The festival line-up has been curated by IICSI director Dr. Ajay Heble (Founder and former Artistic Director for the Guelph Jazz Festival) along with partnering organizations from across Canada and around the world. Canadian festivals presenting artists include Hillside Festival (Guelph, ON), Suoni Per Il Popolo (Montreal), Coastal Jazz and Blues (Vancouver), and Mariposa (Orillia, ON); international presenters include Lasalle College of the Arts (Singapore), Sonic Arts Research Centre (N. Ireland), and Onassis Cultural Centre (Greece).

“Music and the arts have long been important catalysts for imagining, and indeed often enacting, new ways of living together in the world,” Heble says. “I’ve been particularly struck by the way artists, arts presenters, and other organizations around the world have improvised community during these challenging times, how they have encouraged us to imagine the world anew.”

IF 2020 will present a wide range of artists, including several acclaimed Canadian artists: Book of Negroes author Lawrence Hill; Juno Award-winning pianist Marianne Trudel; and Governor General’s Award-winning poet Lorna Crozier. An eclectic roster of international contributors includes American free jazz bassist William Parker, Order of Australia-winning saxophonist Sandy Evans, and renowned Japanese avant-garde pianist Satoko Fujii, who Cadence Magazine dubbed “the Ellington of free jazz.” The full roster of artists is available online, at www.improvfest.ca.
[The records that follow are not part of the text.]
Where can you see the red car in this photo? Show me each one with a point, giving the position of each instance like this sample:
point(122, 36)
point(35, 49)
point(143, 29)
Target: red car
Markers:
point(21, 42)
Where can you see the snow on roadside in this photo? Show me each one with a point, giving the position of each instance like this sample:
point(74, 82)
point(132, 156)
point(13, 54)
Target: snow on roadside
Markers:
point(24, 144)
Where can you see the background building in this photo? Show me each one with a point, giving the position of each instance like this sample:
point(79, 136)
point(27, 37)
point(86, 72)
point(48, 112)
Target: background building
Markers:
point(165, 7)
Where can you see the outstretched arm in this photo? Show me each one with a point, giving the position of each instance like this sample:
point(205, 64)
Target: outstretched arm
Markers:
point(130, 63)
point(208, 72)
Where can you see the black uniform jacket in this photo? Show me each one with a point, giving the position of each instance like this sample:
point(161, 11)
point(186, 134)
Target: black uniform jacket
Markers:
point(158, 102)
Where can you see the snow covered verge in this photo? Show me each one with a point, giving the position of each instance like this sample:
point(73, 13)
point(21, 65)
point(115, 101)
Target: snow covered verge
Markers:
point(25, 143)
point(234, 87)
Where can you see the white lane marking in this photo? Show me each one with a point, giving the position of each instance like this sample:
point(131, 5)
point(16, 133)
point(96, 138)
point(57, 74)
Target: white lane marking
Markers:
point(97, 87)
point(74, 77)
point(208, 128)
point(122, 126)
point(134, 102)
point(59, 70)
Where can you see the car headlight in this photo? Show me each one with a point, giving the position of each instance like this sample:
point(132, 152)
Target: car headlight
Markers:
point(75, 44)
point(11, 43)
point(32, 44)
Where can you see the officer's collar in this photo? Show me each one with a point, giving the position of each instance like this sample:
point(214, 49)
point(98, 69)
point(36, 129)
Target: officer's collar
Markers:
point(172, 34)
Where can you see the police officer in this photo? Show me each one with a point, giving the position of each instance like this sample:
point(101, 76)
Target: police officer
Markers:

Speaking to the inspiration behind IF 2020, Heble credits URGNT, the Toronto-based online venue, as well as friends and colleagues in Italy at the University of Padua. “During a nation-wide lockdown in a country ravaged by the Coronavirus,” Heble explains, “these outstanding organizers hosted PANSODIA, their own amazing 24-hour online celebration in honour of UNESCO International Jazz Day.”

“I’m excited to be able to share our own 24 hours of unique programming,” Heble adds, “and to celebrate the ways in which improvising artists are using the resources at hand in the arenas that are open to them in order to make right things transpire, sometimes in even the most challenging circumstances.” Bracing for the heartache of a summer without live music and arts festivals, this digital gathering will provide an opportunity for people to come together and be reminded of the incredible range of art that persists regardless of this pandemic.

This initiative is being made possible through support from numerous community partners, including the University of Guelph’s COVID-19 Research Development & Catalyst Fund, U of G’s College of Arts, and long-time IICSI partner Musagetes. The International Institute for Critical Studies in Improvisation is generously supported through a Social Sciences and Humanities Research Council of Canada Partnership Grant.